SP500: Statistical Analysis of Frequency Data
Statistics can be based on measurement data and/or frequency data. Generally technical analysts consern themselves with measurement data. An example of this would be calculating the RSI, CCI, and/or moving averages. These are all derived from the SP500 price data. Typically these prices are used to to create all sorts of technical indicators. In addition, other basic statistics such as mean, median, mode, skewness, and kurtosis can be calculated. But prices can simply be expressed as either up or down from the previous day, or for any other period such as a year, quarter, month, week or hour. The number of times prices changed up and down can be used to determine if those changes occurred by chance or not. This essay will show you how frequency data is used with respect to the SP500 futures.
The first basic question we will ask is can we increase our odds in forecasting future market directions? So in an effort to answer this question, this essay will review the basic frequency data statistics generated by the SP500 (cash and futures)
Part 1: Annual Frequency Data
The easiest place to start is with annual data, but even with this smaller data set there numerous ways to create frequency data. First, you could evaluate only the last price of the year and classify it as up or down, and secondly, you could tabulate the 252 daily changes within the year. So each time frame can be represented by several data sets. If you were so inclined, you could tabulate the changes within the year on an hourly, minute, or tic basis. It's up to you, but the point is that each time frame can be analyzed many ways.

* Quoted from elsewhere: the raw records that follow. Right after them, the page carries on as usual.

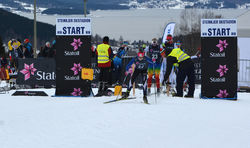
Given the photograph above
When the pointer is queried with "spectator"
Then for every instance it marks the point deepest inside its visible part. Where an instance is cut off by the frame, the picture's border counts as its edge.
(118, 62)
(27, 49)
(104, 56)
(45, 50)
(52, 50)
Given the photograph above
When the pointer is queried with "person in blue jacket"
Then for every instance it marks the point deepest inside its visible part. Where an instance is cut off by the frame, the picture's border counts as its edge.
(118, 62)
(27, 49)
(138, 66)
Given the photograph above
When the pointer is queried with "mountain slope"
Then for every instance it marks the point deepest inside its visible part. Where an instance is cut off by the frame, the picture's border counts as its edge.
(76, 6)
(15, 26)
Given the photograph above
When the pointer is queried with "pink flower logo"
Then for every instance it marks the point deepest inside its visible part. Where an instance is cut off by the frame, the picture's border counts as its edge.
(222, 45)
(222, 70)
(28, 69)
(76, 92)
(76, 44)
(76, 68)
(222, 94)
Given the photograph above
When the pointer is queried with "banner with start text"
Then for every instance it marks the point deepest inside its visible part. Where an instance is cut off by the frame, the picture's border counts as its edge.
(219, 59)
(73, 52)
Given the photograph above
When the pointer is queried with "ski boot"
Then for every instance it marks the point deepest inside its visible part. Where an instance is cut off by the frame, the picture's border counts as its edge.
(189, 96)
(158, 91)
(99, 94)
(145, 100)
(149, 91)
(176, 95)
(126, 94)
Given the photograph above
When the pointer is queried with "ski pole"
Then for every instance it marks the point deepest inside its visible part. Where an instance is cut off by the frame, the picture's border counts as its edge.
(122, 84)
(155, 83)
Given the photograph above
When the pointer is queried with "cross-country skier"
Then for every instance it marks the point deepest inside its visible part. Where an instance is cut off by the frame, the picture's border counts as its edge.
(154, 52)
(138, 66)
(186, 68)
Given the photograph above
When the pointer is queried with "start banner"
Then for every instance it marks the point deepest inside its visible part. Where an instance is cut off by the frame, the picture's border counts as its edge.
(73, 52)
(219, 59)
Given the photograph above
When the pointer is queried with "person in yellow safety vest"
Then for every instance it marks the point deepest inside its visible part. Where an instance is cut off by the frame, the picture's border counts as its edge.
(186, 69)
(104, 55)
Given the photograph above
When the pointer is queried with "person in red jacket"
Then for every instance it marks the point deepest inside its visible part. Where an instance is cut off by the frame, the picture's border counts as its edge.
(104, 55)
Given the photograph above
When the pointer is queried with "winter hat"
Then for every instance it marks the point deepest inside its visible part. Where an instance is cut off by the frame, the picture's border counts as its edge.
(140, 54)
(169, 37)
(26, 40)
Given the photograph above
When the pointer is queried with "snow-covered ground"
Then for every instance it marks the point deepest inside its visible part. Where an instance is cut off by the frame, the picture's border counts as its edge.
(51, 122)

So if you look at the last price of the year for the SP500 cash index for the last twenty years as shown in the table below, you'll see that there were 16 up years and 5 down years. These data clearly favor an up forecast. The question though is how likely is it that this could occur due to chance. If the numbers are put into a formula the resulting significance would be 4.1 (the value 4.81 represents the basic calculation before applying the correction for continuity). This value of 4.1 is greater than the value of 3.84 for one degree of freedom at the 5% significance level. This means that there is still a 5% chance that the current sample of up to down years is due to normal variation but it is unlikely 95% of the time. So the annual bias is up. In layman's terms, if you're going to guess which way the market will go then choose up because the difference between the number of up years to down is not likely to be due to chance. This statistic has validity and should factored into your anaylsis.
The 95% doesn't mean that you'd be right 19 out of 20 times because the data shows you that only 16 of the past 21 years went up which is only up 3 out of every 4 years. The 95% means that that you are confident that the number of up/down years isn't random, or happened by chance. But there's still a 5% that it could be.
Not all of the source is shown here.